Nicholas Simons champions availability of iconic Canadian television show
Nicholas Simons

Preserving an iconic Canadian television series brought the divisive BC legislative assembly spring session to a lighthearted close on May 31.

With some momentary levity that underpinned a serious cultural message, Powell River-Sunshine Coast MLA Nicholas Simons brought back The Beachcombers.

Amid back and forth squabbling and bipartisanship between John Horgan’s NDP government and the Liberal opposition during the spring sitting, Simons supported coastal character with cultural preservation. He said he had spoken to actor Jackson Davies, who played RCMP constable John Constable in the long-running CBC series filmed in Gibsons.

“He was telling me about the CBC destroying the film versions of all the shows and digitizing everything because of storage issues,” said Simons.

Only 60 episodes of the 18-year series have been broadcast since it was cancelled in 1990, he added, and all 387 episodes should be available through CBC online.

The Beachcombers is not a relic, according to Simons, and remains relevant today with its depiction of Canadian multinationalism, storylines dealing with land claims and other first nations issues, references to BC Ferries, the protection of the coastline and, ironically, one episode that centred around a proposed pipeline from Alberta through BC.

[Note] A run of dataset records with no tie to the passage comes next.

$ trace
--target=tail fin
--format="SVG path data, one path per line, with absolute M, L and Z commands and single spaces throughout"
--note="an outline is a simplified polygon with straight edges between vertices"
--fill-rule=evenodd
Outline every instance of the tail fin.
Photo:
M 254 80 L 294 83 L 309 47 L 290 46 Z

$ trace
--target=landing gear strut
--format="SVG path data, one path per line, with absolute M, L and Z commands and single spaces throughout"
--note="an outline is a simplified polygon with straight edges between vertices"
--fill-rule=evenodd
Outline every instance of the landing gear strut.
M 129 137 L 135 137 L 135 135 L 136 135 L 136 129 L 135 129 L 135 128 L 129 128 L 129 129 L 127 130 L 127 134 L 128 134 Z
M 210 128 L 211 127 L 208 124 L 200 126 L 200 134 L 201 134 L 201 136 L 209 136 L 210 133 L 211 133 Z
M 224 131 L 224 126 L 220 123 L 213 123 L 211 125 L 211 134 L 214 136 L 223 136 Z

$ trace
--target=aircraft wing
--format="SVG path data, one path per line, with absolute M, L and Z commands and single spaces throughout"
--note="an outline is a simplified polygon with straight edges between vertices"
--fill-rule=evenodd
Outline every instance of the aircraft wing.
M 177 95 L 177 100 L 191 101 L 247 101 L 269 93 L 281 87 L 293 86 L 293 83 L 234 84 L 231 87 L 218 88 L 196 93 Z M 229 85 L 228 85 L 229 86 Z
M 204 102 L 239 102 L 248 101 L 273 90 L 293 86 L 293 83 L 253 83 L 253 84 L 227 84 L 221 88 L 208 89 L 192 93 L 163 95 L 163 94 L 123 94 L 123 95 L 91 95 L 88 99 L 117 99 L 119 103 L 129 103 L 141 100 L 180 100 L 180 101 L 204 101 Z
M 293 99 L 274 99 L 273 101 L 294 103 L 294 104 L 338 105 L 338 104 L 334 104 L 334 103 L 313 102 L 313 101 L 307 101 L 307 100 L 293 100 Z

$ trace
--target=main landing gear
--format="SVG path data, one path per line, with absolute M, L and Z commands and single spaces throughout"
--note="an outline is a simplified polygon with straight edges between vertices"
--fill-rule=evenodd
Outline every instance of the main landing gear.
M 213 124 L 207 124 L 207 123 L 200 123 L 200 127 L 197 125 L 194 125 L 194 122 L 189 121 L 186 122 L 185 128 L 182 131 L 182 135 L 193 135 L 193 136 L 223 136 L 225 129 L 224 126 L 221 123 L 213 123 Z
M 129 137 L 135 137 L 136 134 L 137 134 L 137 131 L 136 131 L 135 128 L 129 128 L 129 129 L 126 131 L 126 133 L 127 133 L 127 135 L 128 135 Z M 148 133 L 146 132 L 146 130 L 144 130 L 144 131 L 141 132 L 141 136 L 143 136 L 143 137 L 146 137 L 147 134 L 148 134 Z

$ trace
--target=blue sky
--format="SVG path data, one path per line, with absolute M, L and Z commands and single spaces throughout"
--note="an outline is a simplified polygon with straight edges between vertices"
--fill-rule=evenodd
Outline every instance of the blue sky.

It brought some levity to both sides of the house.

“I'd never been interrupted in a two-minute statement twice because of bipartisan agreement but everybody enjoyed my little two-minute statement,” said Simons. “It might have had some cheeky politics in it.”

The two-minute member statements, by rule of the house, are not meant to be political.

Simons has been taken to task on social media for what some see has a frivolous waste of time when there are more pressing and serious issues the government should be addressing.

“People have to realize that the reason we fight for important issues is so we can have a quality of life where we produce art and we produce positive social interaction and feeling,” he said. “Maybe it's time for a couple of minutes of happiness, a couple of minutes of joy, a couple of minutes of feeling good because of all those issues we've been taking seriously and have been dealing with in the legislature.”

The veteran MLA said he thinks the government’s record has been a remarkable achievement.

“We have made massive changes in our education system, in our child-care system,” he said. “We've eliminated the MSP. We've gotten big money out of politics. We're reducing wait lists in our medical systems. We're creating primary care centres. Every single ministry I can think of has had a remarkable improvement.”

Now, if he can just get the CBC to open up the vaults of The Beachcombers so everyone can hear the opening, jaunty maritime sea shanty again and relive the adventures of Nick Adonidas.